株式会社樹想社、ア・プリオリ社の事業譲受でコンテンツ表現領域を大幅に拡張
2026年7月29日、株式会社樹想社は、株式会社ア・プリオリが手掛ける展示空間・デジタルコンテンツ制作事業の全部を譲り受ける事業譲渡契約を締結したことをお知らせいたします。これにより、ア・プリオリ社の全従業員も樹想社が継続雇用し、新たな体制で事業を推進します。
事業譲受の背景と目的
樹想社は創業以来38年間、雑誌・書籍・ムック類の企画・編集、映像・音声ソフトのプロデュース、そして漫画コンテンツを起点とした展開編集を強みとしてきました。昨年来のユニバーサル・パブリシング株式会社との資本業務提携により漫画制作能力を加え、コンテンツの制作から展開まで一貫した体制を構築しています。

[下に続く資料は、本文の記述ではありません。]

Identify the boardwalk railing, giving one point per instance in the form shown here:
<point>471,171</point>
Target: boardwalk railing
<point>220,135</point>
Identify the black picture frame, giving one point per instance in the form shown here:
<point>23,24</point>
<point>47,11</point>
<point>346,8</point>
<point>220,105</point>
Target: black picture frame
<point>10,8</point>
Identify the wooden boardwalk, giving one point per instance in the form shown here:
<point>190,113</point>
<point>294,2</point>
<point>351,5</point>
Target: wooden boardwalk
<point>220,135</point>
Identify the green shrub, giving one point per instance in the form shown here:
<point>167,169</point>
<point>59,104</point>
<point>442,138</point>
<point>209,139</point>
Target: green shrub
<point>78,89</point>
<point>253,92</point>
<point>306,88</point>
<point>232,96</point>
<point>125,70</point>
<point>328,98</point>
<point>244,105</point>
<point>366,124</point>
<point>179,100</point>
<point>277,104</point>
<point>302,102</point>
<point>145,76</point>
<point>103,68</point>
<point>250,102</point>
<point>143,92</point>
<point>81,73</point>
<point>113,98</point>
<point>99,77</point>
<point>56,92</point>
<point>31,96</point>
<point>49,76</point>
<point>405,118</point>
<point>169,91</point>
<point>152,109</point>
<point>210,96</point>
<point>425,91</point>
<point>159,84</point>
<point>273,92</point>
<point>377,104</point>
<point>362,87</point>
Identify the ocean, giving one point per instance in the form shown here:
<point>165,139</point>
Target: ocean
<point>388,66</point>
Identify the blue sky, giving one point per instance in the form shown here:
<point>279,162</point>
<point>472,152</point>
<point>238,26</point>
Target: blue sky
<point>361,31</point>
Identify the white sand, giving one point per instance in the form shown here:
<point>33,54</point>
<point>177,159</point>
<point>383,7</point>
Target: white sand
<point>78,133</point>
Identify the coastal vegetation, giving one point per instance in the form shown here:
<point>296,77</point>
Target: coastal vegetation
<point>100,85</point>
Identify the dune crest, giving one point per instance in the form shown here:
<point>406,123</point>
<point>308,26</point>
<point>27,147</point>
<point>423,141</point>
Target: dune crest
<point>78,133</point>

一方、ア・プリオリ社は、博物館や工場見学などの展示施設において、企画・設計・グラフィックデザイン・映像制作・デジタルコンテンツ制作を一体的に提供する専門企業です。仙台市荒浜小学校震災遺構やKDDIミュージアムなど、数多くの実績を積み重ねてきました。
樹想社は、有力コンテンツを「ワクドキ」する多様な形で展開するノウハウを求めており、ア・プリオリ社は少数精鋭で質の高い展示制作を行ってきました。両社は、単独での体制強化よりも、経営基盤を強化し、展開力を高めるために協業体制へ移行することが最善であると判断し、今回の事業譲渡に至りました。これにより、樹想社はア・プリオリ社の持つ展示企画、空間設計、展示映像、デジタルコンテンツ制作のノウハウと人材を獲得し、出版・コンテンツ展開力と統合することで、クライアントへより幅広く、かつ深度のある提案が可能になります。

本件により期待される効果
今回の事業譲受により、以下の3つの効果が期待されます。
1. コンテンツ表現領域の拡張
書籍や印刷媒体にとどまらず、展示空間における造形物や映像、デジタルコンテンツといった新たなアウトプット領域を取り込むことで、クライアントへの提案の幅が大きく広がります。
2. 新たな顧客基盤に対するサービス提供能力の拡充
ア・プリオリ社が長年にわたり培ってきた博物館や工場見学などの展示施設分野、地方自治体との顧客基盤・実績・ネットワークを継承します。これにより、樹想社の事業領域におけるサービス提供が強化され、より広範囲で一貫したサービス提供能力の拡充が可能です。今後は、樹想社の漫画アニメを中心とする顧客へイベントや展示会等をさらに高いレベルで提案できるとともに、ア・プリオリ社の博物館等展示施設の顧客へ樹想社の漫画アニメを中心とするコンテンツを提案できるクロスセルが期待されます。
3. デジタルコンテンツ制作力の強化
ア・プリオリ社が手掛けてきた映像・CG・Webサイト・デジタルコンテンツの制作活動を樹想社の制作リソースと合わせて運営することで、開発能力の強化や品質管理の強化を実現します。
新体制について
事業譲渡後も、ア・プリオリ社の既存メンバーは全員が新体制のもとで業務を継続します。これまで培ってきた専門知識、制作スキル、顧客との関係性は引き続き最大限に活かされることでしょう。加えて、樹想社グループの漫画アニメに関するノウハウ、経営資源、ネットワークという新たな後ろ盾を得ることで、各メンバーはこれまで以上に積極的に新プロジェクトへ挑戦できる環境が整いました。ア・プリオリ社のメンバー自身も、この新体制のもとでより大きなスケールの仕事に取り組むことへ強い意欲を持っており、両社一体となって新たな価値創造に邁進していきます。
今後の展望
樹想社は今回の事業譲受を通じ、出版・コンテンツ制作から展示空間・デジタル領域まで、コンテンツの「つくる」から「届ける」を一貫して担える人材をア・プリオリ社社長の大野氏を含め、獲得しました。読者、視聴者、来場者のあらゆる接点において、魅力的なコンテンツ体験を提供できる企業グループとして、持続的な事業成長を目指します。